Düşünceleri onu boğarken Remus'u hatırladı birden.
İçindekileri kimseye anlatamıyordu. Tuhaf şeylerdi.
Artemis, normal bir insanın yüzyıllarca gezse de bulamayacağı türden arkadaşlara sahip olsa da, anlatmak istemiyordu. İstediği anlayışla karşılanmayacaktı. Zaten bildiği şeyleri duyarak yerinde saymaya devam ettirilecekti, çözüm yolu bulunursa bile içten olmayacaktı onun için.
Remus ise ona farklı geliyordu.
Remus'u da başta arkadaşlarından biri olarak görse de, zamanla gelişen olaylar ve Remus'un bakış açıları zihnine öyle işlemişti ki, Artemis sıcak havada serin denizde yüzüyormuş gibi hissetmişti. Betimlemesi saçma olsa bile hissi mükemmeldi.

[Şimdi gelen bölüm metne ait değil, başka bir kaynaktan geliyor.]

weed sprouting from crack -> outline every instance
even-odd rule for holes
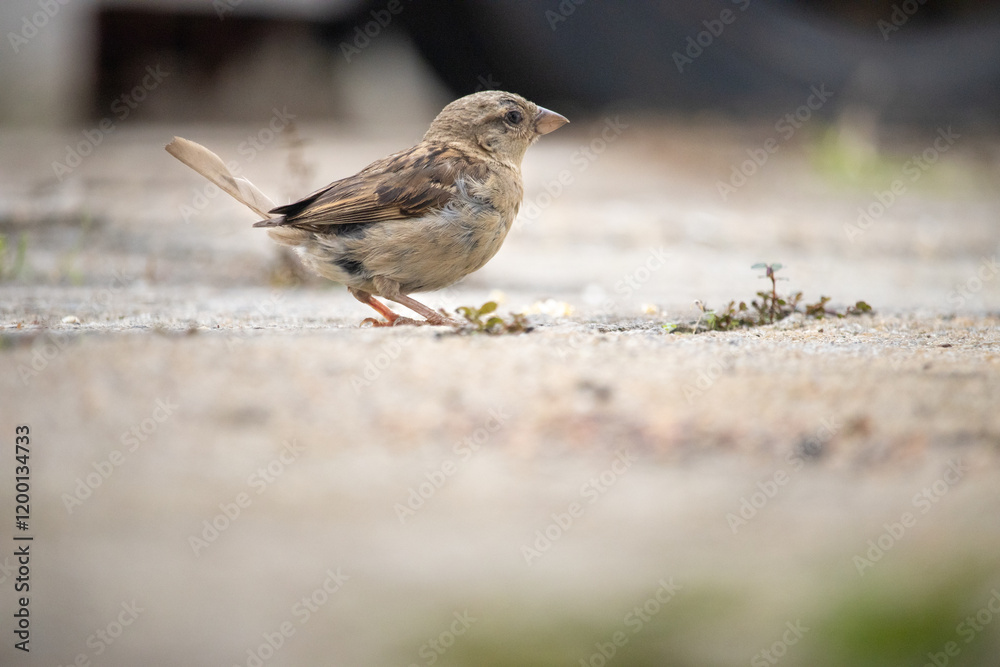
[[[740,301],[737,305],[734,299],[721,311],[715,311],[703,302],[695,301],[701,314],[694,324],[664,324],[663,327],[670,333],[732,331],[774,324],[795,313],[802,313],[807,318],[821,320],[824,317],[843,318],[872,312],[872,307],[864,301],[858,301],[853,306],[848,306],[843,312],[827,308],[827,303],[830,301],[828,296],[821,296],[819,301],[815,303],[802,304],[802,292],[795,292],[789,296],[778,294],[778,281],[787,280],[787,278],[779,278],[775,275],[778,270],[783,268],[781,264],[759,262],[750,268],[764,269],[764,275],[760,277],[771,281],[771,289],[757,292],[758,298],[750,301],[749,306],[745,301]],[[800,304],[802,305],[800,306]]]
[[[463,327],[459,332],[484,333],[492,336],[501,334],[528,333],[532,327],[528,324],[527,316],[521,313],[514,313],[510,320],[496,315],[496,301],[487,301],[476,308],[475,306],[459,306],[455,312],[461,315],[469,326]],[[447,313],[443,314],[447,315]]]

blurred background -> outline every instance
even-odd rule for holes
[[[1000,664],[1000,3],[15,0],[0,28],[30,664]],[[360,328],[163,150],[284,203],[487,88],[572,122],[498,255],[422,300],[523,335]],[[769,289],[758,262],[875,313],[677,332]]]
[[[827,116],[993,124],[1000,111],[1000,10],[974,0],[52,0],[5,3],[0,20],[0,85],[17,91],[0,101],[6,123],[102,117],[151,64],[173,80],[135,109],[143,120],[275,104],[391,117],[499,84],[575,115],[770,118],[819,83],[836,91]],[[377,84],[372,61],[392,63]],[[385,91],[395,104],[368,103]]]

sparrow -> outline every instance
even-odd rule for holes
[[[205,147],[175,137],[166,149],[264,218],[254,227],[385,318],[363,325],[458,326],[410,294],[454,284],[497,253],[521,205],[525,152],[568,122],[514,93],[467,95],[447,105],[412,148],[277,207]],[[376,297],[424,320],[398,315]]]

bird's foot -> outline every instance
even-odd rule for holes
[[[430,324],[430,322],[425,322],[424,320],[414,320],[409,317],[403,317],[402,315],[396,315],[392,320],[380,320],[377,317],[366,317],[361,320],[359,327],[400,327],[400,326],[422,326],[424,324]]]
[[[461,328],[464,326],[458,320],[453,320],[450,317],[438,317],[435,319],[427,318],[426,320],[415,320],[410,317],[403,317],[402,315],[397,315],[394,320],[381,320],[376,317],[366,317],[361,320],[361,324],[358,326],[364,327],[401,327],[401,326],[439,326],[439,327],[454,327]]]

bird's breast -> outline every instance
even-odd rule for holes
[[[515,215],[514,207],[502,210],[480,193],[463,190],[419,219],[372,225],[365,268],[397,281],[404,293],[442,289],[497,254]]]

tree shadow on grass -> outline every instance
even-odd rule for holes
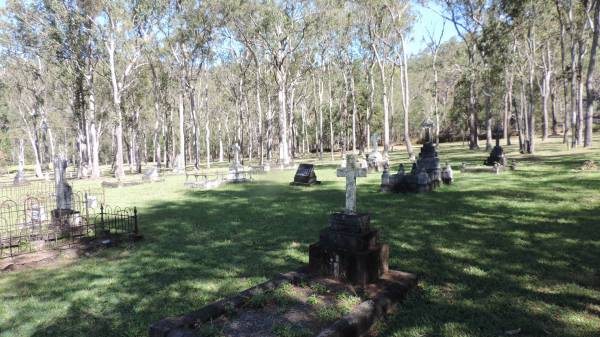
[[[597,331],[600,319],[589,309],[600,306],[596,210],[551,207],[571,197],[550,193],[569,186],[568,177],[512,178],[515,185],[486,176],[473,187],[479,178],[465,177],[419,195],[382,194],[376,183],[359,182],[359,209],[390,243],[392,265],[422,280],[382,336]],[[594,186],[584,179],[574,189]],[[261,181],[180,196],[140,209],[145,239],[135,246],[64,270],[9,275],[12,288],[1,299],[31,303],[12,308],[0,331],[145,336],[153,321],[305,264],[308,245],[344,200],[339,182],[298,189]]]

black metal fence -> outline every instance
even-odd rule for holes
[[[74,192],[70,209],[56,209],[52,186],[28,187],[0,187],[0,259],[81,238],[138,234],[137,210],[105,206],[104,190]]]

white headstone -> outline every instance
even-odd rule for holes
[[[371,147],[373,148],[371,150],[372,153],[379,152],[379,140],[380,139],[381,139],[381,136],[379,135],[379,132],[375,132],[371,136]]]
[[[142,177],[142,179],[147,180],[147,181],[157,181],[159,179],[158,167],[153,166],[150,169],[148,169],[144,173],[144,176]]]
[[[173,172],[175,173],[183,173],[185,172],[185,160],[181,155],[175,156],[175,162],[173,163]]]

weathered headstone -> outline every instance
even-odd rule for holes
[[[379,152],[380,138],[381,136],[377,132],[371,136],[371,146],[373,147],[373,149],[371,150],[371,153],[367,155],[367,163],[369,169],[374,170],[376,172],[383,171],[383,164],[386,162],[381,152]]]
[[[313,164],[300,164],[294,175],[294,181],[291,185],[310,186],[320,184],[315,174],[315,166]]]
[[[158,167],[153,166],[149,168],[142,176],[142,180],[155,182],[160,179],[160,174],[158,173]]]
[[[70,210],[72,208],[73,191],[65,179],[67,161],[62,158],[54,160],[54,182],[56,186],[56,209]]]
[[[59,235],[70,235],[73,225],[76,224],[75,214],[78,212],[73,209],[72,198],[73,190],[65,179],[65,170],[67,161],[61,157],[54,159],[54,182],[56,185],[56,208],[52,210],[52,227]]]
[[[383,173],[381,174],[381,192],[388,192],[390,188],[390,165],[383,165]]]
[[[17,168],[17,174],[15,174],[15,178],[13,179],[14,185],[23,185],[26,184],[25,180],[25,149],[23,148],[23,140],[19,141],[19,166]]]
[[[175,162],[173,165],[173,172],[177,174],[185,173],[185,159],[181,155],[175,156]]]
[[[452,166],[446,163],[444,170],[442,170],[442,182],[446,185],[452,184],[454,181],[454,172],[452,172]]]
[[[356,178],[365,177],[356,157],[348,155],[346,168],[337,170],[346,178],[346,206],[331,214],[329,227],[310,246],[309,268],[317,275],[366,285],[388,270],[389,247],[379,242],[379,231],[370,228],[370,216],[356,212]]]
[[[25,172],[22,167],[19,167],[17,169],[17,174],[15,174],[15,177],[13,179],[13,184],[14,185],[23,185],[26,183],[27,183],[27,180],[25,179]]]
[[[504,156],[504,149],[500,146],[500,137],[502,137],[502,132],[504,130],[498,124],[494,128],[494,137],[496,137],[496,146],[490,152],[490,156],[483,162],[483,165],[486,166],[495,166],[495,164],[506,166],[506,157]]]
[[[427,192],[440,185],[442,168],[431,136],[434,124],[427,119],[421,126],[424,130],[423,146],[417,161],[412,164],[410,173],[406,173],[404,166],[400,164],[397,174],[382,176],[381,191]]]
[[[425,169],[431,183],[434,185],[432,187],[437,187],[442,180],[442,169],[435,145],[433,144],[433,137],[431,136],[431,129],[434,127],[434,124],[430,119],[426,119],[421,124],[421,127],[425,130],[425,138],[423,140],[421,152],[419,153],[419,158],[416,162],[418,170],[412,171],[411,173],[418,174],[421,169]]]
[[[231,150],[233,151],[233,162],[229,166],[229,174],[227,175],[227,180],[233,183],[241,183],[248,181],[245,176],[244,166],[240,162],[240,146],[238,143],[234,143],[231,146]]]

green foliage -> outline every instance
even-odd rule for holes
[[[320,305],[321,303],[323,303],[323,301],[317,296],[317,295],[310,295],[308,296],[308,298],[306,299],[306,303],[316,306],[316,305]]]
[[[273,299],[280,305],[286,305],[294,301],[296,290],[291,283],[283,283],[273,290]]]
[[[326,285],[319,283],[319,282],[312,283],[310,285],[310,289],[312,289],[312,291],[314,291],[318,295],[325,295],[325,294],[329,293],[329,291],[330,291]]]
[[[317,308],[317,317],[323,322],[333,322],[341,317],[340,311],[335,305],[325,304]]]
[[[355,306],[360,304],[362,299],[356,295],[341,293],[337,296],[335,306],[341,315],[349,314]]]
[[[276,324],[273,333],[277,337],[310,337],[313,333],[306,328],[291,324]]]

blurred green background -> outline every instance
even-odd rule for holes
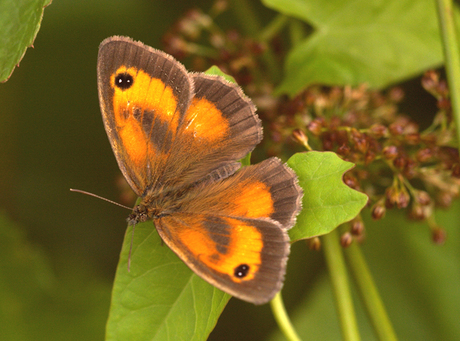
[[[250,2],[261,18],[274,12]],[[162,48],[188,9],[212,1],[54,0],[33,49],[0,84],[0,340],[101,340],[128,211],[115,201],[121,173],[102,125],[96,87],[99,43],[126,35]],[[230,9],[223,27],[236,27]],[[280,66],[281,67],[281,66]],[[406,91],[422,109],[432,102]],[[407,111],[417,111],[409,104]],[[460,339],[458,205],[438,215],[449,239],[396,215],[368,223],[364,250],[401,340]],[[321,253],[293,246],[283,291],[301,334],[338,339]],[[362,312],[360,311],[360,316]],[[372,340],[363,318],[363,339]],[[231,300],[213,340],[262,340],[276,329],[268,306]]]

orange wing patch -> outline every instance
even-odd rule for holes
[[[129,74],[133,85],[128,89],[119,88],[116,77],[120,74]],[[151,153],[155,151],[148,136],[153,130],[154,119],[158,124],[168,124],[172,133],[176,131],[177,99],[170,86],[134,67],[118,68],[110,77],[110,84],[114,90],[113,110],[118,134],[131,161],[136,167],[143,167],[145,160],[151,158]],[[152,117],[145,117],[146,113]],[[142,125],[144,119],[151,122],[148,131]]]
[[[185,131],[202,142],[221,141],[229,131],[228,121],[215,104],[205,98],[194,98],[186,114]]]
[[[236,205],[232,215],[246,218],[270,217],[273,213],[273,199],[270,188],[260,181],[244,181],[235,189],[238,196],[233,203]]]
[[[250,281],[261,265],[262,234],[249,222],[232,218],[222,219],[231,231],[225,235],[225,243],[219,243],[211,236],[222,231],[212,231],[203,225],[178,228],[175,233],[181,244],[206,266],[228,275],[234,282]],[[246,276],[239,278],[235,272],[241,265],[247,265],[249,271]]]

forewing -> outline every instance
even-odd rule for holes
[[[217,178],[231,175],[239,167],[236,161],[262,140],[255,106],[237,85],[219,76],[191,76],[195,94],[159,181],[170,190],[210,173]]]
[[[193,93],[182,64],[126,37],[104,40],[98,55],[102,117],[118,165],[142,195],[162,174]]]

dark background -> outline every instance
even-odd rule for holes
[[[121,200],[116,185],[121,173],[97,98],[99,43],[126,35],[161,49],[163,34],[186,10],[206,11],[211,3],[55,0],[45,9],[34,48],[0,85],[0,207],[24,232],[24,242],[44,259],[53,294],[41,304],[62,317],[56,320],[50,313],[48,324],[41,321],[37,327],[43,329],[38,335],[61,328],[66,335],[62,339],[102,339],[126,229],[128,211],[69,191],[77,188]],[[258,1],[250,3],[262,21],[275,15]],[[238,17],[232,15],[237,10],[230,8],[219,18],[223,28],[238,27]],[[423,93],[419,80],[405,87],[419,105],[404,103],[406,112],[419,118],[423,111],[433,112],[433,101],[418,97]],[[424,235],[429,243],[426,229]],[[290,261],[283,291],[290,310],[313,295],[307,289],[322,281],[326,270],[321,253],[309,251],[305,243],[296,243],[292,252],[291,259],[298,261]],[[211,338],[258,340],[271,328],[268,306],[233,299]]]

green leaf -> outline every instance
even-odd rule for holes
[[[329,233],[356,217],[366,205],[367,195],[342,181],[342,175],[354,165],[335,153],[297,153],[287,163],[304,191],[302,211],[289,231],[292,242]]]
[[[107,340],[206,340],[230,299],[164,245],[151,221],[128,228],[112,293]]]
[[[242,166],[249,166],[251,164],[251,155],[252,153],[248,153],[244,158],[240,160]]]
[[[235,83],[236,84],[236,81],[235,81],[235,78],[233,78],[232,76],[230,75],[227,75],[226,73],[224,73],[221,69],[219,69],[219,67],[213,65],[211,66],[209,69],[206,70],[205,74],[207,75],[215,75],[215,76],[221,76],[221,77],[224,77],[227,81],[229,81],[230,83]]]
[[[314,27],[289,53],[279,92],[313,83],[381,88],[443,62],[434,1],[263,2]]]
[[[44,7],[51,0],[0,1],[0,82],[19,65],[40,29]]]

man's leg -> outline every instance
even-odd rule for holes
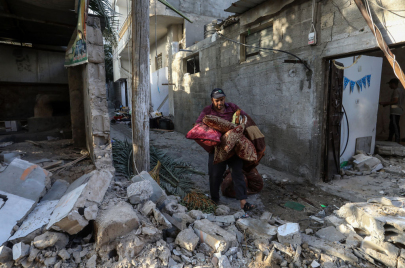
[[[243,160],[235,155],[227,162],[232,171],[232,181],[235,187],[236,199],[241,201],[241,208],[243,208],[247,199],[245,176],[242,172]]]
[[[392,141],[392,137],[394,137],[394,134],[395,134],[394,115],[390,114],[390,127],[387,141]]]
[[[401,119],[400,115],[392,115],[394,118],[394,131],[395,131],[395,142],[400,143],[401,140],[401,131],[399,127],[399,120]]]
[[[226,170],[226,162],[214,165],[214,154],[208,156],[208,175],[210,177],[210,195],[214,202],[219,201],[219,188]]]

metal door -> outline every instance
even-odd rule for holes
[[[331,181],[340,171],[340,132],[342,122],[343,70],[342,63],[330,61],[328,83],[328,116],[326,134],[325,181]]]

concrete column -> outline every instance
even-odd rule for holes
[[[87,149],[97,168],[113,169],[107,106],[104,46],[100,19],[87,19],[89,62],[83,65],[83,99]]]
[[[77,147],[86,146],[86,131],[83,105],[83,72],[84,65],[68,68],[70,119],[72,138]]]

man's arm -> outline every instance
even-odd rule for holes
[[[245,113],[241,108],[239,108],[238,105],[236,105],[236,104],[233,104],[233,105],[234,105],[235,111],[240,110],[240,115],[247,115],[247,113]]]
[[[209,108],[209,107],[205,107],[204,110],[202,110],[202,112],[200,113],[200,116],[198,117],[197,121],[195,121],[195,124],[201,123],[203,121],[204,116],[206,116],[207,113],[208,113],[207,108]]]
[[[380,105],[382,106],[387,106],[387,105],[393,105],[393,104],[397,104],[398,103],[398,97],[397,98],[393,98],[392,101],[381,101]]]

Remus ona şaşırtıcı ve yaralayıcı derecede iyi geliyordu.
Yaralayıcı demesinin sebebi, Remus'u düşünürken hissettiği şeylerdi. Kalbi kasılıyordu, midesine tuhaf ağrılar giriyordu, kumral çocuk onu öylesine neşelendiriyordu ki gülümsemekten yüzü ağrıyordu.
Artemis'in Remus'tan önceki hayatı tek renkten ibaret gri bir fotoğraf gibiydi. Sabit, somut şeylerdi: Safkan bir kız yaşamı, istediği şeyleri alarak arkadaşlarıyla sohbet etmek, derslerine odaklanmak ve kendisiyle ilgilenmek.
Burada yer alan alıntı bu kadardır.